In November 2021, the EU imposed dumping duties of up to 20.2 percent on imports of Indonesian stainless steel cold-rolled flat products that had been proven to be unfairly priced and having a negative effect on the bloc’s industry.

Four months later, it followed with anti-subsidy duties of up to 21.4 percent, after finding that the Indonesian imports into the bloc had been unfairly subsidized.

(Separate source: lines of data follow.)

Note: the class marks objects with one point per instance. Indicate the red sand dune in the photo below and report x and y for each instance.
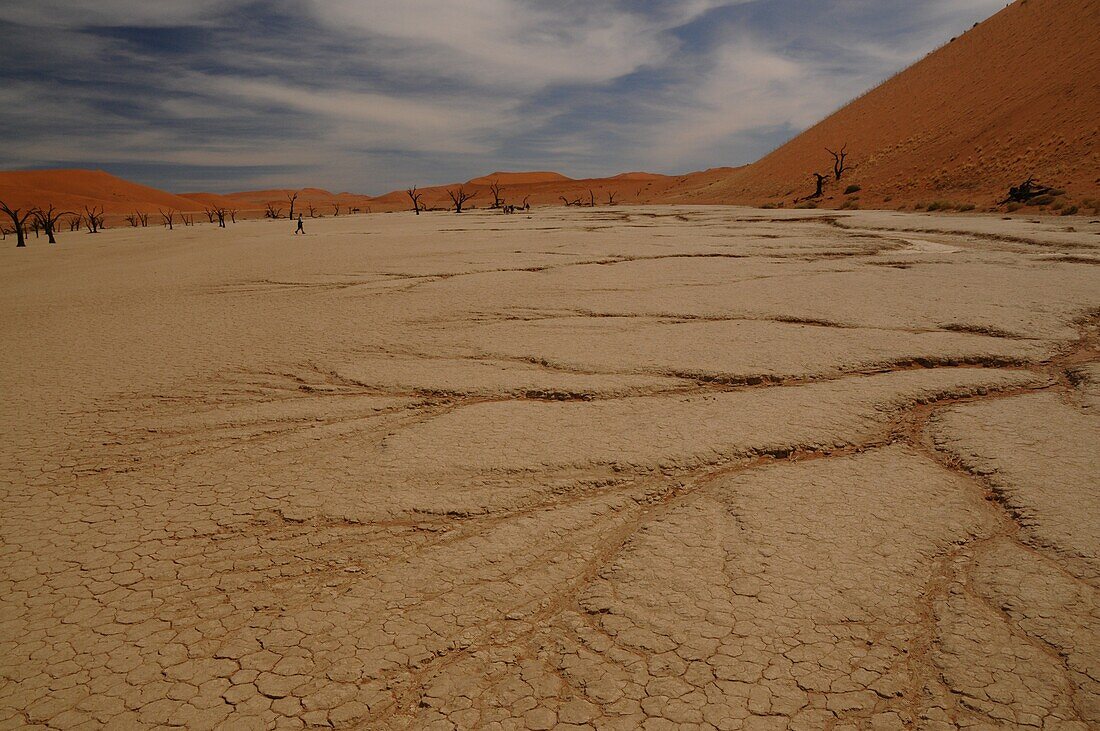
(75, 189)
(518, 178)
(1016, 96)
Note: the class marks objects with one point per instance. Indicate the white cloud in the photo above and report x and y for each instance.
(66, 13)
(513, 43)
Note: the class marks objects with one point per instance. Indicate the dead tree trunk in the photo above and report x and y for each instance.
(19, 219)
(460, 197)
(1025, 191)
(47, 219)
(496, 189)
(838, 161)
(94, 219)
(415, 197)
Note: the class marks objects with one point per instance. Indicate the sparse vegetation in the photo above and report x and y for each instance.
(415, 197)
(459, 198)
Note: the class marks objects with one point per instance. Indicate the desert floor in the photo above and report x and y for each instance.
(608, 468)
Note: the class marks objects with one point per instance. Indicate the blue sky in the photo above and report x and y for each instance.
(376, 95)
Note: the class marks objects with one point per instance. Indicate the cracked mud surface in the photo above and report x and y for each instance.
(624, 468)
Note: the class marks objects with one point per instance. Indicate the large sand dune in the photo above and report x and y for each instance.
(630, 468)
(1015, 96)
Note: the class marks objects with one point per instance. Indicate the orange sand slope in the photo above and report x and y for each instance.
(75, 189)
(1013, 97)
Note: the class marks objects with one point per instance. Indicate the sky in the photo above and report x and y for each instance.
(371, 96)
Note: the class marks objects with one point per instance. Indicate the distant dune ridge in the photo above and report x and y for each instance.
(1014, 97)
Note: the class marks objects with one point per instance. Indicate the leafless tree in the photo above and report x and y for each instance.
(415, 197)
(496, 189)
(1025, 191)
(460, 197)
(47, 220)
(838, 161)
(19, 219)
(94, 219)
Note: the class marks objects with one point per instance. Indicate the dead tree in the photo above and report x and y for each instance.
(1025, 191)
(496, 189)
(415, 197)
(460, 197)
(838, 161)
(47, 220)
(94, 219)
(821, 186)
(19, 219)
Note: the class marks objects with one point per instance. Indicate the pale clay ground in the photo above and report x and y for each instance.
(622, 468)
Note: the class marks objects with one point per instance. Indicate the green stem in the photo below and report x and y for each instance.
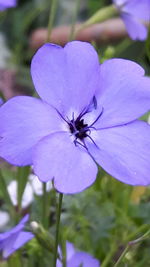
(58, 213)
(109, 256)
(4, 191)
(45, 207)
(72, 30)
(22, 179)
(51, 18)
(101, 15)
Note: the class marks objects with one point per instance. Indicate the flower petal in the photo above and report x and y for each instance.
(124, 152)
(61, 75)
(24, 121)
(57, 157)
(135, 29)
(83, 259)
(124, 94)
(22, 238)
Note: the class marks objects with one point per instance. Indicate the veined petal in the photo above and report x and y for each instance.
(124, 94)
(83, 259)
(66, 77)
(135, 28)
(57, 157)
(124, 152)
(24, 121)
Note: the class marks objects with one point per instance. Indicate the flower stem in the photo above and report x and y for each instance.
(58, 213)
(72, 30)
(122, 255)
(51, 18)
(45, 207)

Eurofer, the European steel association, lodged a complaint with the commission in July 2023, claiming the Indonesian producers had been evading both measures by shipping their products via Turkey, Vietnam and Taiwan.

On Aug. 14, the EU regulator opened two separate anti-circumvention probes to determine whether duty-evasion had indeed taken place. Following a probe, EU investigators found Indonesian producers were indeed dodging both measures by routing their exports to the EU via those three countries.

As a remedy, the commission proposes to subject imports from Turkey, Vietnam and Taiwan to Indonesian measures to protect the bloc’s market. Under the plan, the EU anti-subsidy duties on Indonesian imports will be extended to the bloc’s imports from all three countries, and the bloc’s dumping duties will apply to Vietnam and Taiwan.

EU investigators found that Turkish companies were not involved in circumventing the bloc’s dumping duties and terminated the probe, imposing no measures.

The proposals were approved earlier this week by EU governments, paving for their entry into force in the coming weeks. The EU regulator has until May 11 to formally complete the probes and announce their outcomes.